Issue
DKP 2.x has introduced the use of overrides when provisioning a cluster. Overrides can be for enabling GPU, setting a custom image registry endpoint, enabling Air-gap, etc. This overrides are then applied to each node when provisioning the machines.
Overrides in preprovisioned infrastructure are handled differently, compared to a cloud based cluster.
In a preprovisioned cluster, the override is created as a secret, and the secret name is specified during cluster creation.
Everytime a machine needs to be provisioned, the override content of the secret will be applied on the node, via an ansible playbook. This occurs during initial provisioning or when a machine gets deleted, and the controller needs to reconcile to re-provision the machine.
So for cases where the existing overrides needs to be replaced, our option is to create a new nodepool with the updated overrides. Please see the documentation here - https://docs.d2iq.com/dkp/2.4/pre-provisioned-create-and-manage-node-pools
But for scenarios where adding a new nodepool is not an option. Like, the number of nodes are limited or the existing controlplane overrides needs to be replaced. The following workaround can be considered.
Workaround
If the only option is to change the existing override, we need to update the objects that are used during provisioning.

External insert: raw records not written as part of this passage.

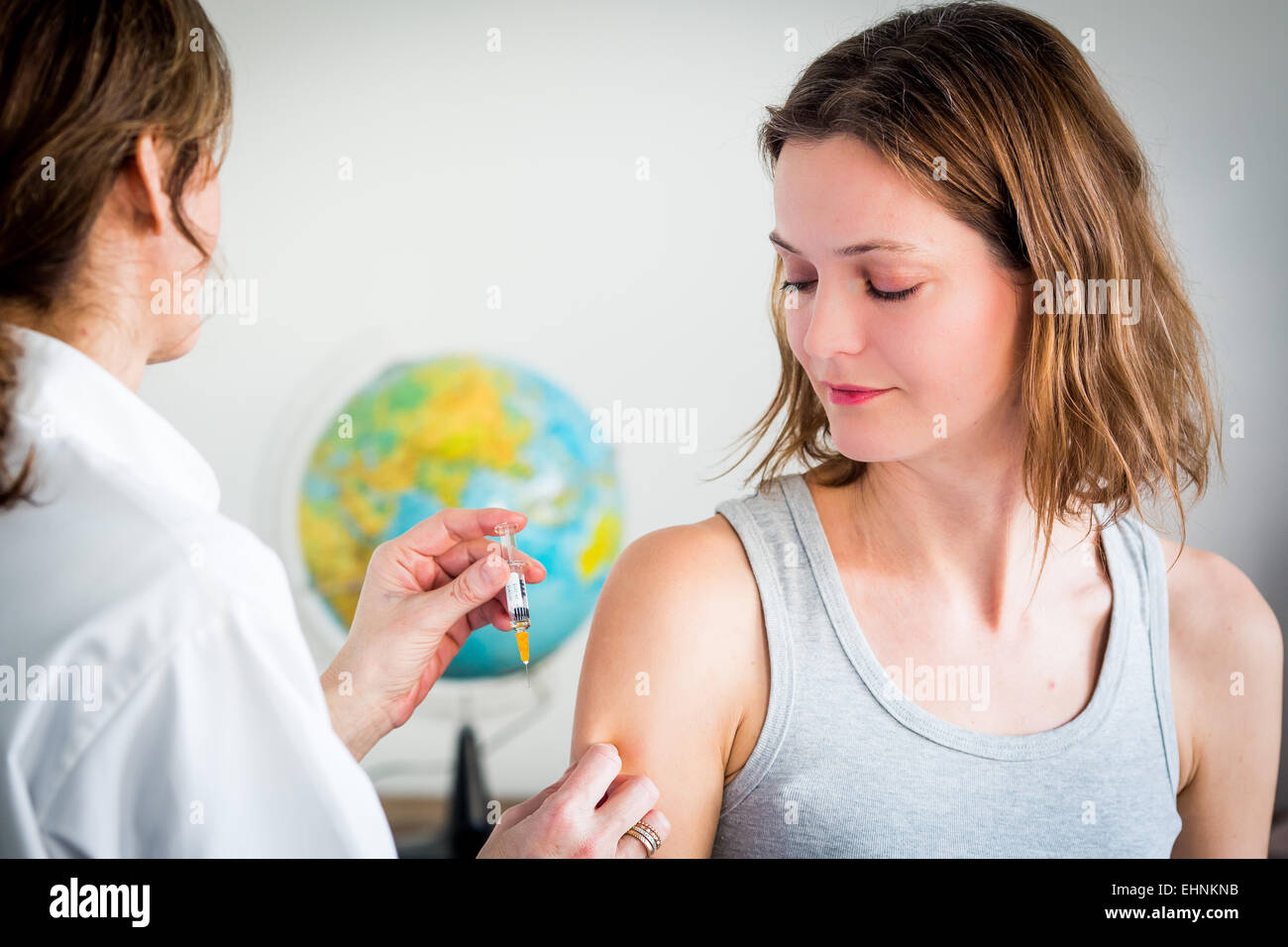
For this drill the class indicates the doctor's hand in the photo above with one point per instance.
(585, 814)
(424, 592)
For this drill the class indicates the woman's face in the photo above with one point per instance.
(176, 333)
(894, 294)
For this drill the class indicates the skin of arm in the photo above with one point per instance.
(1222, 626)
(677, 647)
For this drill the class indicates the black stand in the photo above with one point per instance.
(468, 826)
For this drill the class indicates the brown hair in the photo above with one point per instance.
(80, 80)
(1043, 167)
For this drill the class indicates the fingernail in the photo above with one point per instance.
(493, 567)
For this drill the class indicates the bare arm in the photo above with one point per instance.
(1228, 654)
(675, 642)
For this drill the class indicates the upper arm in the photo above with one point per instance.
(1227, 654)
(673, 646)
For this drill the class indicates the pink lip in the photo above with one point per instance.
(853, 394)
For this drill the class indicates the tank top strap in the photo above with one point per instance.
(1149, 569)
(776, 553)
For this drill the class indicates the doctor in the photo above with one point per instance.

Here is an overview of the related objects used when provisioning a machine with overrides.
Machines are referenced from Machinedeployment (worker nodes) or Kubeadmcontrolplanes (controlplane nodes)
Machinedeployment or Kubeadmcontrolplane are referenced from PreprovisionedMachintemplate.

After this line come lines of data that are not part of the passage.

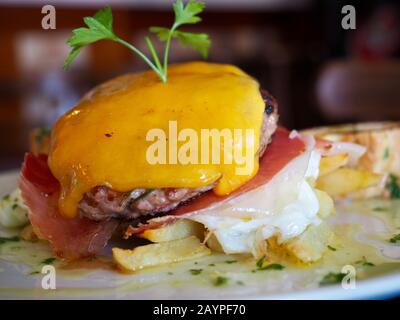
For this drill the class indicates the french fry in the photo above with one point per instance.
(180, 229)
(213, 244)
(344, 181)
(311, 244)
(156, 254)
(330, 164)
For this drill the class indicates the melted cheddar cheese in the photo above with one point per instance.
(102, 140)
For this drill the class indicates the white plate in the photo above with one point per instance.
(292, 283)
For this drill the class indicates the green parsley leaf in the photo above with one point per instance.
(48, 260)
(10, 239)
(100, 27)
(199, 42)
(195, 272)
(332, 278)
(395, 239)
(273, 266)
(220, 281)
(187, 14)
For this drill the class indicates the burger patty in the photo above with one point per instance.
(103, 203)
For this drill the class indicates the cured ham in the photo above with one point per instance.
(278, 154)
(70, 238)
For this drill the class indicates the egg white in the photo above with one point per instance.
(284, 207)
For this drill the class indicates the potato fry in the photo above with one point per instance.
(330, 164)
(180, 229)
(213, 244)
(156, 254)
(311, 244)
(344, 180)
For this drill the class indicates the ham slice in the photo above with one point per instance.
(70, 238)
(278, 154)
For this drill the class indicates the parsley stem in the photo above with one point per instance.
(153, 53)
(167, 45)
(160, 73)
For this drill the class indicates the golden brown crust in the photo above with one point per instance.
(382, 140)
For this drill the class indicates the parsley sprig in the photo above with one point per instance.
(100, 27)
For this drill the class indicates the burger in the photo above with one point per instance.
(137, 154)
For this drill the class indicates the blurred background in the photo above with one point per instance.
(297, 49)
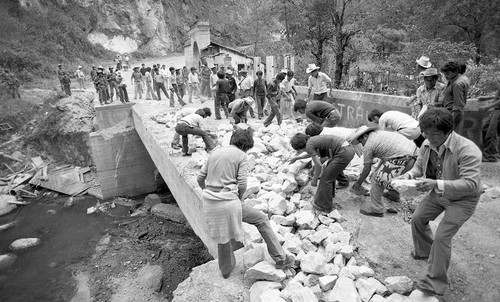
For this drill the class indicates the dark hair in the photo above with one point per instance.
(207, 111)
(299, 141)
(242, 139)
(451, 66)
(313, 129)
(280, 76)
(299, 104)
(200, 112)
(463, 68)
(436, 118)
(374, 113)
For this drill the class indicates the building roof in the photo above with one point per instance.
(213, 44)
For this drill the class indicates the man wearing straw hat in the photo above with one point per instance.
(318, 83)
(396, 154)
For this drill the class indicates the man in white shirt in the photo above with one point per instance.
(193, 124)
(193, 84)
(398, 121)
(318, 83)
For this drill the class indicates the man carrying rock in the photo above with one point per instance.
(320, 112)
(397, 121)
(318, 83)
(455, 94)
(396, 154)
(449, 165)
(223, 179)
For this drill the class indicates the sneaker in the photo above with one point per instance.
(367, 213)
(287, 262)
(391, 197)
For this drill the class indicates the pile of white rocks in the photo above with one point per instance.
(325, 268)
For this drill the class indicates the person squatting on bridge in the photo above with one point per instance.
(238, 109)
(192, 124)
(317, 83)
(491, 128)
(398, 121)
(223, 179)
(449, 165)
(396, 154)
(221, 89)
(330, 155)
(274, 96)
(320, 112)
(101, 85)
(185, 111)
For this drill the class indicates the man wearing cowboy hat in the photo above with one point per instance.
(396, 154)
(101, 85)
(246, 88)
(430, 93)
(448, 169)
(318, 83)
(455, 94)
(239, 108)
(80, 77)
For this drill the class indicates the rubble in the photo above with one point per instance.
(24, 243)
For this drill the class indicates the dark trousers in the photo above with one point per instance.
(112, 88)
(161, 87)
(491, 130)
(456, 213)
(184, 129)
(261, 103)
(326, 187)
(221, 101)
(458, 120)
(275, 111)
(320, 96)
(122, 89)
(261, 221)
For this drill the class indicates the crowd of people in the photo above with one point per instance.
(425, 147)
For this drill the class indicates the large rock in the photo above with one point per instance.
(169, 211)
(24, 243)
(265, 271)
(5, 206)
(418, 296)
(395, 297)
(6, 261)
(292, 244)
(277, 205)
(327, 282)
(306, 220)
(343, 291)
(206, 284)
(295, 292)
(399, 284)
(319, 236)
(313, 263)
(259, 287)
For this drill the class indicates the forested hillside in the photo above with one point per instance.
(363, 44)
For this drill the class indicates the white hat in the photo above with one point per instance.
(249, 100)
(311, 68)
(353, 138)
(429, 72)
(424, 61)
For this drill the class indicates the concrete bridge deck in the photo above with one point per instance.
(136, 161)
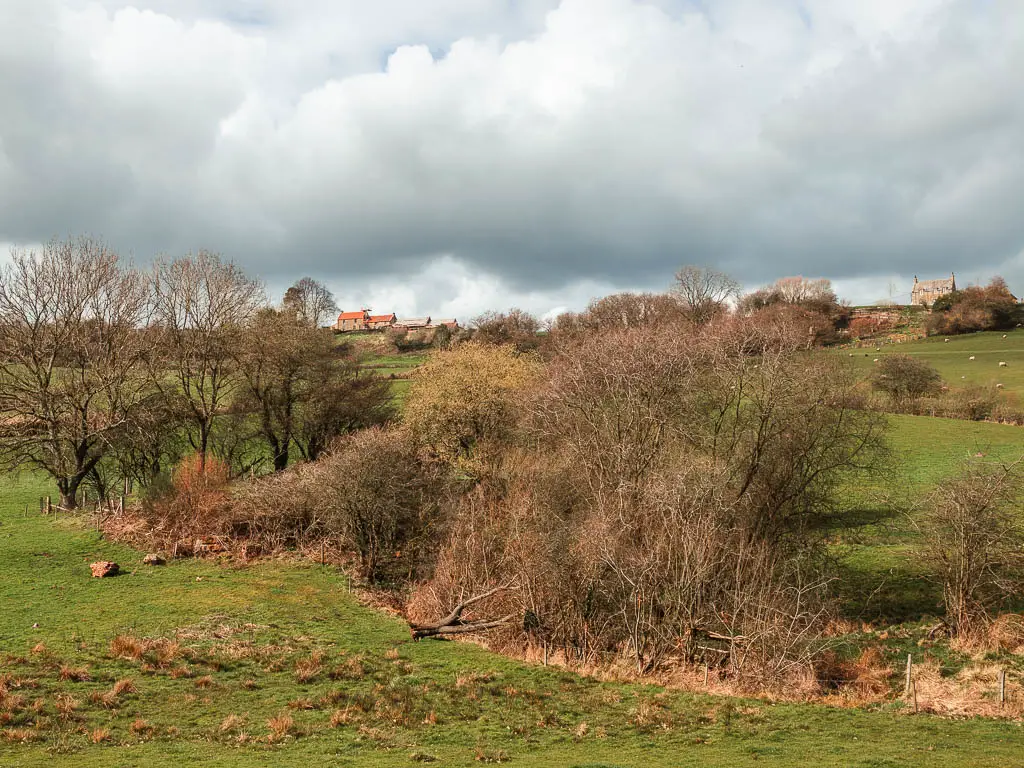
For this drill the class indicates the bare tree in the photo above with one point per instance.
(73, 383)
(514, 327)
(905, 379)
(202, 305)
(704, 292)
(301, 391)
(974, 542)
(311, 302)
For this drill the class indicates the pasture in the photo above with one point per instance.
(278, 663)
(952, 358)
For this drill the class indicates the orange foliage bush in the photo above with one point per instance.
(196, 504)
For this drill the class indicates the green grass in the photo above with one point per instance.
(952, 358)
(880, 579)
(244, 632)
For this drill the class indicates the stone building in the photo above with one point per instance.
(927, 291)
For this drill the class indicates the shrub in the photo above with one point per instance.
(974, 543)
(904, 378)
(197, 502)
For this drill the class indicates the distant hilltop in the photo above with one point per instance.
(361, 320)
(927, 291)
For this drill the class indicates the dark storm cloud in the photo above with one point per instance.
(532, 152)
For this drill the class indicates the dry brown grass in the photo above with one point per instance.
(342, 717)
(231, 723)
(974, 690)
(66, 705)
(350, 669)
(141, 727)
(123, 686)
(127, 646)
(19, 735)
(307, 670)
(75, 674)
(281, 727)
(1007, 634)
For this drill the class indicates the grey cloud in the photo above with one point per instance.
(541, 144)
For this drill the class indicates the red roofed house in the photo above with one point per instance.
(381, 322)
(352, 321)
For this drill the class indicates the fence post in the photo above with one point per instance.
(909, 668)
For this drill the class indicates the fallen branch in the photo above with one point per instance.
(453, 624)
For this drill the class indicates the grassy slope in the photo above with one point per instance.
(952, 358)
(881, 580)
(255, 623)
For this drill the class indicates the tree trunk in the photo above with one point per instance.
(281, 460)
(453, 624)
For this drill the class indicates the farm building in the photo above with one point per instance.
(381, 322)
(352, 321)
(927, 291)
(413, 324)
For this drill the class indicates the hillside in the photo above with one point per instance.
(253, 665)
(952, 357)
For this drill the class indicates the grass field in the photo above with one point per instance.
(276, 664)
(952, 358)
(880, 578)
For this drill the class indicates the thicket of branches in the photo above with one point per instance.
(975, 308)
(111, 373)
(645, 480)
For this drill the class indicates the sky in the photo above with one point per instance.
(451, 157)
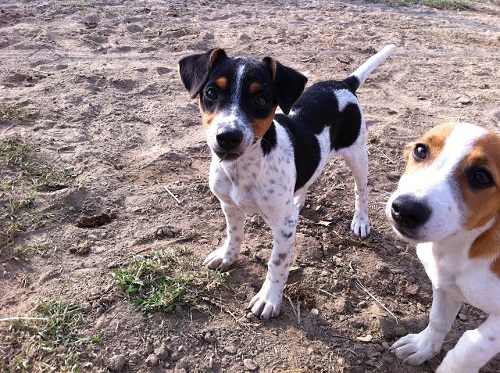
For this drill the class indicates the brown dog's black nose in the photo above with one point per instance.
(229, 139)
(410, 212)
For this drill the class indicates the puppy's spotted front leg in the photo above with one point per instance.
(357, 161)
(414, 349)
(267, 302)
(223, 257)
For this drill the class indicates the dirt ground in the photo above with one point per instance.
(100, 81)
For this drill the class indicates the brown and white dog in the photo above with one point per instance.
(448, 202)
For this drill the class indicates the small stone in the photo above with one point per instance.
(162, 352)
(86, 307)
(250, 364)
(116, 363)
(151, 360)
(237, 368)
(464, 100)
(231, 349)
(367, 338)
(209, 337)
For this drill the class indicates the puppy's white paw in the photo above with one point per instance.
(414, 349)
(220, 259)
(267, 302)
(360, 226)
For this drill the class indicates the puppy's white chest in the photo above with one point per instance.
(236, 186)
(443, 270)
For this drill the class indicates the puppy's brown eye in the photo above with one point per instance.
(480, 178)
(211, 94)
(261, 101)
(420, 152)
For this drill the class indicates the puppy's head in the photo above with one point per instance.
(451, 184)
(238, 97)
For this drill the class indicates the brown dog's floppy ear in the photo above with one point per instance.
(194, 70)
(288, 84)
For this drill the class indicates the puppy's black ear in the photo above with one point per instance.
(194, 70)
(288, 84)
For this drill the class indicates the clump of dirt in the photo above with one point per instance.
(99, 80)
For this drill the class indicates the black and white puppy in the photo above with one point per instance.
(264, 162)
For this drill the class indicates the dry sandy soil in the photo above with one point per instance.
(100, 82)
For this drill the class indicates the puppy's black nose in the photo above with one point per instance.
(409, 212)
(229, 139)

PreprovisionedMachintemplate has the spec for the override secret name, that contains the override settings.
So, the first thing we need to create is the secret, containing the new override spec. Please follow the guide on creating the override and creating the secret. Take note, the secret name should be different from the existing.
In this example, we will be naming the new secret <clustername>-user-overrides-cp-2
Next, we have to specify the new override secret to be used on the PreprovisionedMachinetemplate.
But the problem is, this object is immutable and cannot be edited.
Therefore, we will create a new PreprovisionedMachinetemplate, based on the existing one.
Example:
kubectl get preprovisionedmachinetemplate <clustername>-control-plane -oyaml > <clustername>-control-plane-2.yaml
Edit the <clustername>-control-plane-2.yaml with a new name, remove the creationTimestamp, resourceVersion and uid. Note: Not the uid in the ownerReferences.
Also, specify the new override secret name, that was created earlier. Under spec.template.spec.overrideRef.name
apiVersion: infrastructure.cluster.konvoy.d2iq.io/v1alpha1
kind: PreprovisionedMachineTemplate
metadata:
name: <clustername>-control-plane-2 #new name
namespace: default
ownerReferences:
- apiVersion: cluster.x-k8s.io/v1beta1
kind: Cluster
name: <clustername>
uid: f4b79d32-2811-4226-a9fe-26b0edbe47ca
spec:
template:
spec:
inventoryRef:
name: <clustername>-control-plane
namespace: default
overrideRef:
name: <clustername>-user-overrides-cp-2 #new override secret
Create the new PreprovisionedMachinetemplate
kubectl create -f <clustername>-control-plane-2.yaml
Edit the existing Kubeadmcontrolplane or Machinedeployment (depending on which is being updated).
Example:
kubectl edit KubeadmControlPlane <clustername>-control-plane
under machineTemplate.infrastructureRef.name specify the new Preprovisionedmachinetemplate that was created
machineTemplate:
infrastructureRef:
apiVersion: infrastructure.cluster.konvoy.d2iq.io/v1alpha1
kind: PreprovisionedMachineTemplate
name: <clustername>-control-plane-2
namespace: default
Save the changes.
To apply the new override on the nodes. We have to force the provisioning to run on each node.
This can be done, by deleting the machine one at a time, waiting for the previous machine to be on running status, before deleting the next one.
kubectl get machines -A
kubectl delete machine <machinename>
If the machine is stuck on deleting status, please remove its finalizers.